Industrial Energy Management is a Minefield Energy Services Firms Should Navigate Carefully
We’re all quite familiar with the focus on cost savings in energy management. It is the obvious starting point for most energy cost saving actions. Most likely, this focus is predicated on the slowly increasing cost of energy, potential savings from energy efficiency, the time of use, and increasingly, operational cost savings other than energy. Despite all of this focus on cost savings – developing business cases that effectively quantify the business case for investing in energy management is still the biggest barrier for firms. But it gets worse.
Developing business cases for industrial energy management investments can be quite complex. When developing business case for energy management strategies, energy services firms should not forget to take into account factors that bring additional complexities, uncertainties and risk (see figure above):
- Adaptability of solutions to changing requirements. Manufacturing facilities are not static entities. Energy requirements can vary depending on production schedules, the number and quantity of products manufactured in a facility and changing organizational structures – such as firms transitioning to a central governance energy management strategy. Historically industrial energy management has been relegated to the facility level with a growing shift towards central energy management governance. The dynamic nature of industrial firms is also related to operational efficiency strategies which may see facilities upgrading equipment as it becomes obsolete or revising processes to be more efficient. Energy services firms will need to keep this in mind as industrial facilities may require several iterations of their energy management strategies to maintain solution applicability.

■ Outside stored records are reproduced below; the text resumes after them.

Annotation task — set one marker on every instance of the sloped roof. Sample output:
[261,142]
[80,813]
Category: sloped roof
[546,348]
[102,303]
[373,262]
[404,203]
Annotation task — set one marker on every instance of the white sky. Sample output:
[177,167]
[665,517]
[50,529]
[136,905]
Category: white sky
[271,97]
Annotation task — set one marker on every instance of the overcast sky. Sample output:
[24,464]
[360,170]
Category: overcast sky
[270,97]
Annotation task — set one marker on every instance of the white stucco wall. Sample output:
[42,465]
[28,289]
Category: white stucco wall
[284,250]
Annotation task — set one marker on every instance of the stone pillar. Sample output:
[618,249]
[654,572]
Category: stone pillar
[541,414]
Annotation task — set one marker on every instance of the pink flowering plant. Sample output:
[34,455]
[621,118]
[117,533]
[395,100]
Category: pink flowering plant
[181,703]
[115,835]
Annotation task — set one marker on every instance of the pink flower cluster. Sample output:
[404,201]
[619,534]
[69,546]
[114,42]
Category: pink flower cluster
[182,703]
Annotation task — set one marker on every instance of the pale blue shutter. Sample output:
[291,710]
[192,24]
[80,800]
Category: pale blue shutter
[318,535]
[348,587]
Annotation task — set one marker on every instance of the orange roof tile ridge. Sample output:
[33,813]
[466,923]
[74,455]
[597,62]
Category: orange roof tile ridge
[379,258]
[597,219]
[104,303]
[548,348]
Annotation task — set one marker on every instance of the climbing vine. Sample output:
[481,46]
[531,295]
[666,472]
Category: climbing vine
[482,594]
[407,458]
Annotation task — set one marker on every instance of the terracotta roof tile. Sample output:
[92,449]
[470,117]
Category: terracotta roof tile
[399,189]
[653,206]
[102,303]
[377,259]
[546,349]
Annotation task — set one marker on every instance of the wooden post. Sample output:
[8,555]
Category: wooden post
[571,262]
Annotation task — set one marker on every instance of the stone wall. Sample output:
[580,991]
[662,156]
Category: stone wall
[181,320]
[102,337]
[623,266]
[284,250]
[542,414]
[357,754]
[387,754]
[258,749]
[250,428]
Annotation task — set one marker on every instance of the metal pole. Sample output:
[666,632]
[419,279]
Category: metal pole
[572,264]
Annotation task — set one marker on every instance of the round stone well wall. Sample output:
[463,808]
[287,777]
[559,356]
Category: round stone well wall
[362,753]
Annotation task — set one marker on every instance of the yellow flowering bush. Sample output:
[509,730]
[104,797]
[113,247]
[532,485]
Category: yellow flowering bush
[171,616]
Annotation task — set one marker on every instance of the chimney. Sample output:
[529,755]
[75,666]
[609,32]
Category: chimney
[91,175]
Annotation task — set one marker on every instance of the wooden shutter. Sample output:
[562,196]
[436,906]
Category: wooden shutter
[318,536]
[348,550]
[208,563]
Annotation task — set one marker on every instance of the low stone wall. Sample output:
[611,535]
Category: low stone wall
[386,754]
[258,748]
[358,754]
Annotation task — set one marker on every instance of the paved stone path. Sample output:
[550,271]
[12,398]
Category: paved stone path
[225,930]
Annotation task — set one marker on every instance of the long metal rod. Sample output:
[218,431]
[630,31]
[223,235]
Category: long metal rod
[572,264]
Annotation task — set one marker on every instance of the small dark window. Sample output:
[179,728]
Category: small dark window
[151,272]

- Lack of integration between different systems. Coordinating an integrated industrial energy management strategy across IT, operations and facility systems can pose a range of technical and operational challenges for firms. Often the systems used to manage each function are siloed with separate data historians and manufacturing execution systems purpose built to specific requirements and operational scenarios. Energy services firms will need to break down the barriers between these systems to create integrated solutions that will identify the most beneficial energy efficiency opportunities for firms. The challenge will be accomplishing this with little to no operating downtime – a significant barrier to investing in energy management at industrial firms.
- Energy and process data quality and management. Accurately capturing energy and process data across assets with diverse energy requirements and use scenarios can be a challenging endeavour for energy services firms not familiar with the industrial processes and requirements of specific industries. Energy services firms, without specific industry expertise and no previous relationship with the potential industrial client will need to take into account the need to bring on a relevant partner or run the risk of increased project implementation related risks.
- Cost of maintaining systems. Once industrial energy management systems are installed, energy services firms should not lose sight of the ongoing maintenance costs required to continuously monitor and optimise industrial energy performance – especially given the current climate of changing energy and environmental regulations – and recurring process and equipment upgrades. Consideration of operations and maintenance costs should be an integral part of any business case analysis – as these will impact the overall ROI of energy management systems.
The good news? The size of the prize is worth it – witness Rio Tinto Alcan – the firm achieved annual energy savings of $2.5 million from its energy management programme at a West Virginia facility.